In their review Hodnett et al. [13] concluded that when compared to conventional institutional settings, home-like settings for childbirth are associated with modest benefits, including reduced medical interventions and increased maternal satisfaction. Hodnett et al. [13] also wrote that there is a trend towards higher rates of perinatal mortality in the homelike settings. A focus on normality may have a negative impact on the ability of caregivers and childbearing women to detect, act upon, and/or receive assistance with complications. Other possible causes include poor communication between the staff in the two settings, inter-unit rivalries, and/or delays in detection and intervention. However, in the present study, there was no case of perinatal child death. Indeed, one woman died 2 h after birth (maternal mortality: 1/1,438). However, with a sample of 1,438 there is no power to make a maternal mortality rate. The perinatal mortality (1/1,438) is in accordance with other Birth Centre trials.

In Italy, in the passed 10 years, some regions reached the 60% of caesarean sections [17]. For the comprehension of our particular reality, we have also to consider that in Italy the perineal suture is considered a “surgical” act and that commonly only medical doctors could perform perineal sutures. Against this background, we wanted to create, in Italy as in UK and the rest of Europe, a new interest in midwife-led care and in the establishment of birth centres has steadily increased. We created the first MLBC in Italy to meet the ‘expressed needs of women’ without compromising the health of the mother and the baby.

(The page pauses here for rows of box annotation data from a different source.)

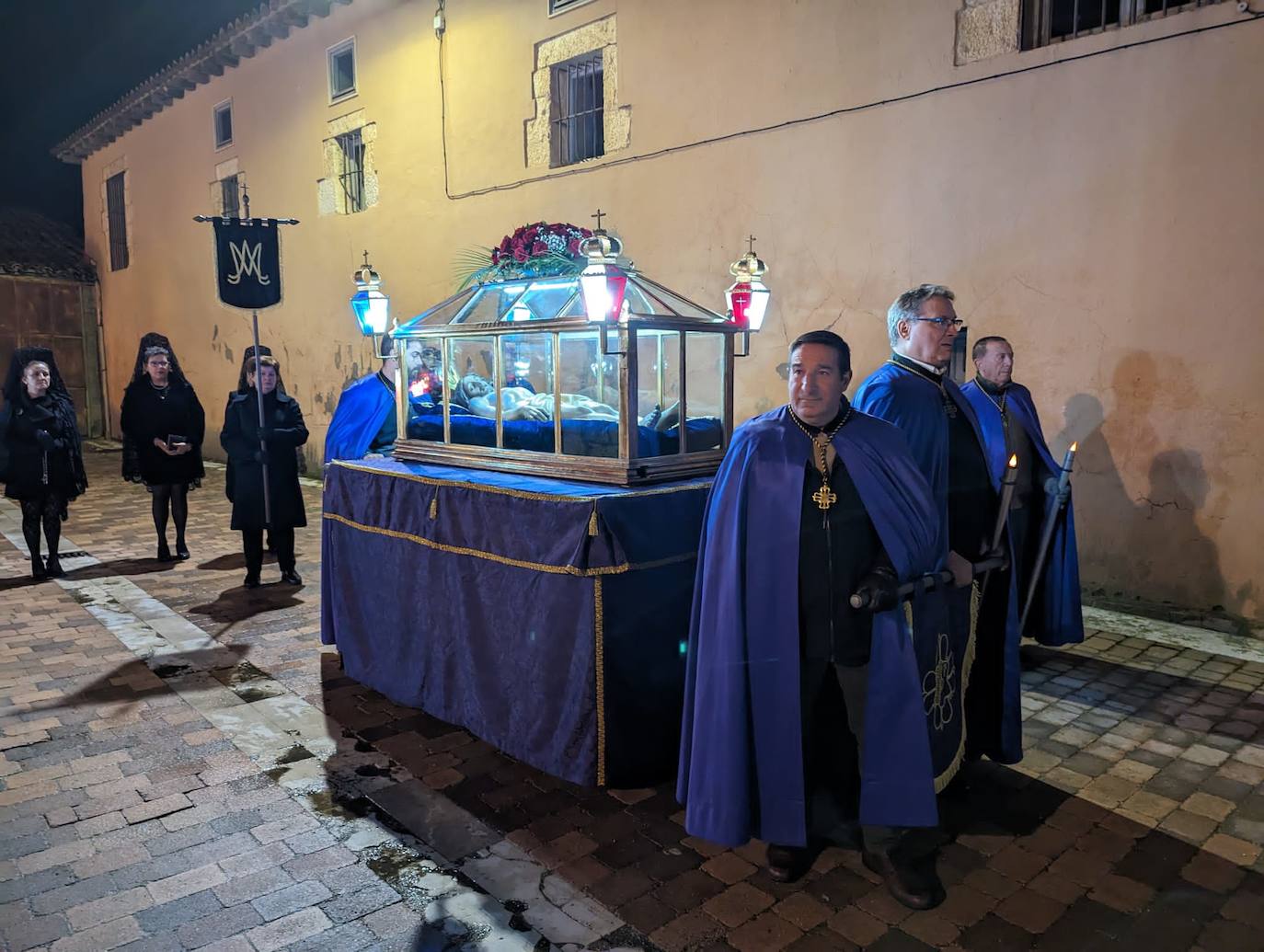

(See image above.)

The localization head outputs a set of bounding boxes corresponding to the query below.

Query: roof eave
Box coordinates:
[52,0,351,165]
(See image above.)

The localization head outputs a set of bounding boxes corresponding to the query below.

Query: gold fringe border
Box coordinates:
[936,581,982,794]
[330,459,712,504]
[322,512,697,578]
[592,575,605,786]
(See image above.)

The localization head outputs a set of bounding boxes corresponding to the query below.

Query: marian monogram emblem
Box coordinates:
[922,635,957,730]
[225,237,271,286]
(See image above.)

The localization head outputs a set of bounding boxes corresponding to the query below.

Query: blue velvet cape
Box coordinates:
[960,381,1085,645]
[325,373,395,463]
[676,407,938,846]
[855,361,1023,767]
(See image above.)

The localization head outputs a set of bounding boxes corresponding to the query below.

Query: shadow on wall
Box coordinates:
[1053,351,1241,625]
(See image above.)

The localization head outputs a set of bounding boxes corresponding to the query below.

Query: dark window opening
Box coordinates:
[328,40,355,98]
[215,102,233,148]
[1023,0,1223,50]
[105,172,129,270]
[550,51,605,166]
[220,176,241,219]
[336,129,365,215]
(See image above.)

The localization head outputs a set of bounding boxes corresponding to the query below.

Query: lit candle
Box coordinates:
[990,453,1018,553]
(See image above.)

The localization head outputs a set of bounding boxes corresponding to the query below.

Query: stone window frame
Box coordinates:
[101,155,136,272]
[954,0,1224,65]
[316,109,379,216]
[523,16,632,169]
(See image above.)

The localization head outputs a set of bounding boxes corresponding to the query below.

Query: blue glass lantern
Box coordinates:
[351,252,391,338]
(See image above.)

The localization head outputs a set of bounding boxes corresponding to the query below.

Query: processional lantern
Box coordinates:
[351,252,391,357]
[579,209,628,324]
[724,235,773,357]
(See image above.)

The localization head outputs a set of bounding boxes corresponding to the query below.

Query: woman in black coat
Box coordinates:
[122,334,206,561]
[0,348,87,579]
[220,357,307,588]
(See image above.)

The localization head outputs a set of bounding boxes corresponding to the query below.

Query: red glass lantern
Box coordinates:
[724,239,773,332]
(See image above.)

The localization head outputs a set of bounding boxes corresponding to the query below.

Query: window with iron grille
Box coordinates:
[335,129,365,215]
[220,176,241,219]
[550,50,605,166]
[548,0,592,17]
[213,100,233,149]
[105,172,129,270]
[1023,0,1223,50]
[328,37,355,101]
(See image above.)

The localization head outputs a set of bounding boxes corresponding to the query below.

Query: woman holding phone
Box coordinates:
[122,334,206,561]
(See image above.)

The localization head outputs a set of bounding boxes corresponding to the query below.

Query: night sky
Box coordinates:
[0,0,259,233]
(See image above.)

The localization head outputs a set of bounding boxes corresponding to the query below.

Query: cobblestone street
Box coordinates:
[0,453,1264,952]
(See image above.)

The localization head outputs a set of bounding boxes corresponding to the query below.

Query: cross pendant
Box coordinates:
[811,486,838,512]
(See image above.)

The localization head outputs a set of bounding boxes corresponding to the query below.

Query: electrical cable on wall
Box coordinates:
[435,6,1264,201]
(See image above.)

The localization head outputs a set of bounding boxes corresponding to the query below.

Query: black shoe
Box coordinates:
[767,838,824,882]
[861,850,944,909]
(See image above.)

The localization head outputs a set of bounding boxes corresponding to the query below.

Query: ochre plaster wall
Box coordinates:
[84,0,1264,618]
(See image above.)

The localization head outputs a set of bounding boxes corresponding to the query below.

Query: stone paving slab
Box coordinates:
[0,456,1264,952]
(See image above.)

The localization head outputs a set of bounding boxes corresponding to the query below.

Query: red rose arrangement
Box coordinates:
[460,222,592,287]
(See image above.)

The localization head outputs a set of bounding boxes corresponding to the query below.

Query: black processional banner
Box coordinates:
[905,583,980,793]
[213,219,281,311]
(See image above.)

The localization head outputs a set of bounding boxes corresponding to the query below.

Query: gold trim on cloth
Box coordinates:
[903,581,981,794]
[330,459,712,504]
[322,512,697,578]
[592,575,605,786]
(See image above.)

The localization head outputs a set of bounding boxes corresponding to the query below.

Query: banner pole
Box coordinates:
[250,311,271,529]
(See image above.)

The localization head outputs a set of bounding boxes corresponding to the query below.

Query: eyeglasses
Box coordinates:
[905,317,966,334]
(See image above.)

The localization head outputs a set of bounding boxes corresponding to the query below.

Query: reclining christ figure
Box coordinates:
[453,373,680,431]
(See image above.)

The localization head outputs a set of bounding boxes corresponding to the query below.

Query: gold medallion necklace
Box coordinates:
[790,405,852,512]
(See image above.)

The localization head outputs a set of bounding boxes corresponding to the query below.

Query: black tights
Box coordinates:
[21,493,65,564]
[151,483,189,550]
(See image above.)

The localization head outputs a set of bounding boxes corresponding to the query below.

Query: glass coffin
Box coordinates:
[392,258,742,486]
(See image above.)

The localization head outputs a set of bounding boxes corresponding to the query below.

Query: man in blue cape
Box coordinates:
[856,284,1023,763]
[960,337,1085,645]
[325,337,396,464]
[676,331,943,909]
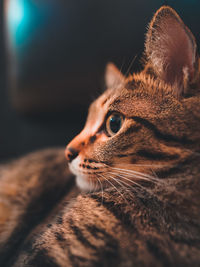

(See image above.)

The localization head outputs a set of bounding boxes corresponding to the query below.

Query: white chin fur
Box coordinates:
[76,176,99,192]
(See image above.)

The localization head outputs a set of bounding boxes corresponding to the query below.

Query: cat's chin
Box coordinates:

There are key issues identified in this study on the provision of an “alongside midwife-led birth centre”. In the first 5 years of experience, considering all 1,438 low-risk women admitted to the MLBC, the caesarean section rate resulted to be 6.1% (87/1,438), similar to that reported in literature about alongside birth centres [18, 19].

The intrapartum transfers from our MLBC resulted to be 14.1%, lower to that (16–30%) reported by other authors about alongside birth centres [6, 1923].

We reported only 17.1% of episiotomies, higher than in others alongside birth centres [13, 19, 21] but lower that in others Italian Hospitals, considering that, according to a recent survey, in Italy the percentage of episiotomies is 54.8% [24].

The postpartum transfers from our MLBC because of haemorrhage or retained placenta resulted to be 2.4%, lower to that (4–13%) reported by other authors about alongside birth centres [1920, 25].

According to our data, the first 5 years of life of the first MLBC in Italy had been associated with low rates of medical interventions during labour and birth and with high rates of spontaneous vaginal birth.

Considering the specific geographic area where, according to the recent survey conducted by Donati et al. [24], there is a frequent utilisation of private antenatal care, a progressive medicalisation of birth and a rising caesarean section rate, we hope that the experience of the first MLBC in Italy could be taken as a model to improve the quality of maternity care in Italy.

Acknowledgments

We thank the many midwives without whose help the first Italian midwife-led birth centre would not have been possible.